The fact is that not all faces and behaviors are alike. Nor can it be expected that all faces will be completely visible at all times. In some eastern countries, for example, the wearing of face masks makes it difficult to detect the presence of a face. Add to this the conundrum of accuracy across the different image and video resolutions, distances, light conditions, camera angles, and head poses, and you have a legitimate issue.
It’s an “issue” that Sightcorp decided to address head-on, prior to it ever becoming a major problem, by introducing a new methodology. To begin, the Sightcorp team decided to tackle the measurement of the performance of face detection across variations in head poses.

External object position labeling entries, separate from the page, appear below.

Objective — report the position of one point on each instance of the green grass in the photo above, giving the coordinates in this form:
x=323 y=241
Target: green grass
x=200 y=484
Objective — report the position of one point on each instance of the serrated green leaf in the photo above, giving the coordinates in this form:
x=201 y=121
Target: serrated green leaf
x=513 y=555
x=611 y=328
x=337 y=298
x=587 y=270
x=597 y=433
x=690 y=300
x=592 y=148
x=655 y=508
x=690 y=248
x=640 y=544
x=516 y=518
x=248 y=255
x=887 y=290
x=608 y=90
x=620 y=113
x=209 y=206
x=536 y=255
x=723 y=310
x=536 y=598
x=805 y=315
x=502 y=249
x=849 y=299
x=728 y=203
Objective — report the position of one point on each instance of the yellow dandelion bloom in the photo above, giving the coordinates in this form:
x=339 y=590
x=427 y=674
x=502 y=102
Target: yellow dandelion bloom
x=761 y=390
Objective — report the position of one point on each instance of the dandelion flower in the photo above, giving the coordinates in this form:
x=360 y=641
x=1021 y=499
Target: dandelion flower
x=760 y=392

Since most modern datasets already include annotations with some indication on the head pose, Sightcorp had a baseline from which to work. Using sets such as the WIDER FACE dataset, which included tags for “typical pose” or “atypical pose”, and the VGGFace dataset, which divided poses into “front”, “three-quarter,” and “profile”, Sightcorp gained a clear view forward: Their own solution would need to forge ahead by quantifying detection performance across granular variation in yaw, pitch, and roll.

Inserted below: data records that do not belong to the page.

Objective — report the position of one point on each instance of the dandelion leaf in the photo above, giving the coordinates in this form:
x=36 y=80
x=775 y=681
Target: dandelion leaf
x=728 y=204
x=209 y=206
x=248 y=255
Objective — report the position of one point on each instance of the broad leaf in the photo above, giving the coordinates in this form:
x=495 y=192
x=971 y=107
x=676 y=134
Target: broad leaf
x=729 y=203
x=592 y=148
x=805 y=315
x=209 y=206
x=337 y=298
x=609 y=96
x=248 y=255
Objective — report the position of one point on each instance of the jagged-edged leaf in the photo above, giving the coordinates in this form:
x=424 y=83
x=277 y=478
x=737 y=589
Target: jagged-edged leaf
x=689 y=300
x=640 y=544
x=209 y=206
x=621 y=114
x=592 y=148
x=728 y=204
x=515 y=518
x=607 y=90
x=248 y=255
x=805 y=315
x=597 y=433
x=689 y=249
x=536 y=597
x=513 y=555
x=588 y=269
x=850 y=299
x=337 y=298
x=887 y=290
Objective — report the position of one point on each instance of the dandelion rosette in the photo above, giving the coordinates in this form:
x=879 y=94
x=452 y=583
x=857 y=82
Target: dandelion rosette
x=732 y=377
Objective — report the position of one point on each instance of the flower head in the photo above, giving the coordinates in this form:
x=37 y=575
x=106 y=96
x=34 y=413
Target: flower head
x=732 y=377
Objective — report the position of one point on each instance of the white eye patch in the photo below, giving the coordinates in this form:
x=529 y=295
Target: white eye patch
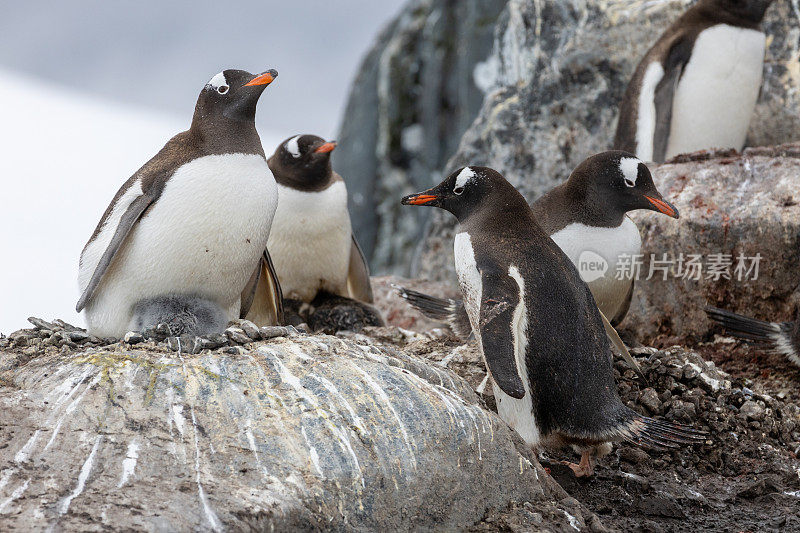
x=463 y=177
x=629 y=166
x=218 y=81
x=292 y=147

This new focus would give the team an added advantage: testing for when things were not working. If there were certain values for which yaw, pitch, and roll didn’t work, they could take note. They could also measure the cut-off for yaw, pitch, and roll, beyond which they would need to improve the robustness of the detection process. So they rolled up their sleeves and got to work. The team used the Head Pose Image Database from the Prima Project at INRIA Rhone-Alpes, a “head pose database – a benchmark of 2790 monocular face images of 15 persons with variations of pan and tilt angles from -90 to +90 degrees. For every person, 2 series of 93 images (93 different poses) are available.”
Harnessing the handy power of Python, the team engineered a small script to create a ground truth CSV file with a path to each file in this dataset and its corresponding pitch and yaw values. The Head Pose dataset was integral and absolutely valuable to the success of this initiative because it encodes yaw and pitch into filenames.
Next, for each value of yaw and pitch, there were at least 30 images. That’s how granular the data truly got. But it’s not simply about accounting for every variation. It’s about creating a benchmark that then allows the AI aspect of the software to take over, running its own “learning” process to the set of images, going beyond what’s merely scripted in code. In the case of these images, the face detector should have been able to detect 30 faces for every combination of yaw and pitch. Once the benchmarking script read the file, it ran the face detector on each image under the path column and returned a concrete number of faces detected.
Now, if exactly one face was detected, the output would also include the face rectangle (x, y, width, height). And, in order to concretely visualize the accuracy of their own, newly-engineered solution, versus the “classical” Haar Cascade method, the team reformatted the data through a heat map. The results were stunning.
Through the heat map, it’s clear to see that over 30% of the squares in a 10×10 grid returned a result without any detection (0% faces detected) when using the Haar Cascade method. Clearly, then, the Haar Cascade detector worked reasonably well, as expected, for frontal and slightly sideways faces. The issue turned out to be markers for extreme head poses. Here, the measurement performance “rapidly” declined.
Results for Sightcorp’s own solution, the newly minted “Deep Learning face detector,” on the other hand, returned a 10×10 grid of nearly a full set of 100% face detection. It’s a stark differentiation that gave Sightcorp a significant advantage in the calibration of “extreme” head poses — yet another feather in its already full hat of a solution.
Says the team, “These visualizations give us actionable insights about the kind of head poses where our face detector can do even better.” For Sightcorp, it’s one small step. For its users, it’s one giant leap — the platform is already being used for retail and digital signage, emotion recognition, attention time, and multiple-person tracking. With this Deep Learning face detection measurement, Sightcorp now has the ability to ensure that head positions and gaze are not only captured but also translated into further usable data.
In fact, Sightcorp CEO Joyce Caradonna says, “I am very proud of what the team has achieved with this face detection model. This improvement doesn’t only enhance the software’s core promise, it makes a shift in the way datasets are being used, giving the next generation of comparable analytics platforms that are sure to emerge, a new baseline from which to innovate.”